Collecting these samples was somewhat sketchy, requiring considerable caution and some luck. The transition between the sea ice and the cliffs had several melt pools and needed careful negotiation, but more concerning was the big ice fall looming overhead. This ice fall is regularly calving off and falling in avalanches over the cliffs, leaving big piles of ice debris. Getting in and out quickly was critical. Nonetheless, as luck would have it, nothing came off from overhead while we were sampling. And yes, indeed, it was cold; -24 degrees Celsius, but sunny and no wind, unlike the day before when we were out snowmobiling on Hut Point Peninsula. That day, it was -35 degrees Celsius with a constant wind speed of approximately 20 knots and gusting at approximately 35 knots!

These Lewis Bay samples are an integral part of our study to understand the origin of Ross Island’s volcanoes (Mt. Erebus, Mt. Terror and Mt. Bird) and the many small volcanic vents along Hut Point Peninsula. These samples are particularly important as they represent the oldest exposed rocks of this volcanic provenance and as such they will help us address why Ross Island is here. Is it formed by a deep mantle plume welling up, like the one that is forming the Hawaiian Islands? Or, is Ross Island here simply because the Earth’s crust is ripping apart along the West Antarctic Rift, like the volcanoes in the East African Rift?

Using these samples, samples we collected two years ago, and samples we will collect over the next couple of weeks, we are using complex geochemical measurements of radiogenic isotopes (little clocks in the rocks) to resolve this long-debated question. So, stay tuned…

Dr. Ken Sims sampling the sea cliffs of Lewis Bay. Note the large avalanche debris field behind. Photo by John Catto.
Dr. Ken Sims sampling the cliffs above the sea ice at Lewis Bay. Note the large avalanche debris field behind. (Photo by John Catto)


  1. Tom Di Mercurio
    Basalt, CO. 81621
    October 26, 2014, 8:52 am

    Although I’ve known John Catto for less than four (4) years I have come to realize thay he is a modern day Renaissance Man with many diverse interests. Around the Town of Basalt he is recognized for his friendliness and his uniform good humor. To share, vicarioiusly and at a great distance, his great adventure to Antartica with, and in support of his friend, is exciting! And a great photgraph as expected!

  2. Jim Coyle
    Lockport, Ill USA
    October 24, 2014, 7:30 am

    I’m wondering; How old is the lava flows in this regieon? I’m working on a theory on the origin of the Drake Passage and this could be very helpful to me. Thanks

  3. Ezra and Ansel Visser
    Laramie, WY
    October 22, 2014, 9:43 pm

    Hi Ken, Congratulations for making it to back to Antarctica! I am curious about who is in the helicopter if John is on the ground taking the picture. Where are you when this picture was taken? Have fun! Your friend Ezra.

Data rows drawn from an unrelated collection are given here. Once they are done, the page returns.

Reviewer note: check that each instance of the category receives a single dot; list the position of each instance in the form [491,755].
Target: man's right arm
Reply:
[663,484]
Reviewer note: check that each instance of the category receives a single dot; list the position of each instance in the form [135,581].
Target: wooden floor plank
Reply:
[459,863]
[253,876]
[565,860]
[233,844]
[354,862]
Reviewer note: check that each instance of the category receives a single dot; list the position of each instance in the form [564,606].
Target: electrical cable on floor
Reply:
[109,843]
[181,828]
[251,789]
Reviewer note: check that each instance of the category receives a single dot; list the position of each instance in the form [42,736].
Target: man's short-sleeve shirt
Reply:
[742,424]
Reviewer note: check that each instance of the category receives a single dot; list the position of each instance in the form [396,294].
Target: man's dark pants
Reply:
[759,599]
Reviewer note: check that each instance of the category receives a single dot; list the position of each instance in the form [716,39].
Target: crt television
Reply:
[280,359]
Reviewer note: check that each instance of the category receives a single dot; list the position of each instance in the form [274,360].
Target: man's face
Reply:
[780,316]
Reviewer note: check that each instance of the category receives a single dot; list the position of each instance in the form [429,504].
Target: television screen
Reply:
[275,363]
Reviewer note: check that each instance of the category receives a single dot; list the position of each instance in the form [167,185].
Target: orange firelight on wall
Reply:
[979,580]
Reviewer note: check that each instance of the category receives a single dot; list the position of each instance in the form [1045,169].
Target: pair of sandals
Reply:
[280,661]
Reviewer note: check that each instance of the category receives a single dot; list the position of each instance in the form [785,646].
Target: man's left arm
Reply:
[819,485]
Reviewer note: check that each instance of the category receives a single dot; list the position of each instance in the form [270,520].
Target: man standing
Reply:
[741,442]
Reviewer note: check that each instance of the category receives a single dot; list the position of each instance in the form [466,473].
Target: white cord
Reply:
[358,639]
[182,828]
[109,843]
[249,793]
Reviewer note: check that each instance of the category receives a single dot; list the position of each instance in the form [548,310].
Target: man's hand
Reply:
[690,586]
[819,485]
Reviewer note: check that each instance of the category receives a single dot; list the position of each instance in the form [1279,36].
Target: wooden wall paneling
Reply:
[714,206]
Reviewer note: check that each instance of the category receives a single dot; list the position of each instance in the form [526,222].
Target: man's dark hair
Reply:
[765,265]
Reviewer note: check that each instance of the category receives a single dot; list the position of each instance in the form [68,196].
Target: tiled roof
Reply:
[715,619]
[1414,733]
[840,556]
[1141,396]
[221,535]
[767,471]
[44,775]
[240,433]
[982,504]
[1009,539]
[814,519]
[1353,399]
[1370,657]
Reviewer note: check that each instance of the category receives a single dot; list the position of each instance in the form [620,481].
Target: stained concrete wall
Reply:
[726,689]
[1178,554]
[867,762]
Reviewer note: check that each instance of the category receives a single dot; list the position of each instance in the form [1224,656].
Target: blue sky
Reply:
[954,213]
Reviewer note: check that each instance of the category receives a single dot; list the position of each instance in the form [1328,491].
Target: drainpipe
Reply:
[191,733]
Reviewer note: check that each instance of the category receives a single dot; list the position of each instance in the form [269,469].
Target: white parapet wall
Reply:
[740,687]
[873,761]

    Dear Ken, Did you have any luck with your sledgehammer samples? It looks like a lot of fun! Wish you good luck! Ansel

  4. Eric Boyd
    Livingston, Montana
    October 21, 2014, 9:58 pm

    Now, if only we could obtain samples to see how the microbes in these systems has adapted to such conditions and how they influence/shape the geochemistry/isotopes,

  5. Judith A. Byrns
    warm house Snowmass, Colorado
    October 21, 2014, 7:59 am

    I love seeing this. Keep up the good work and be safe as possible.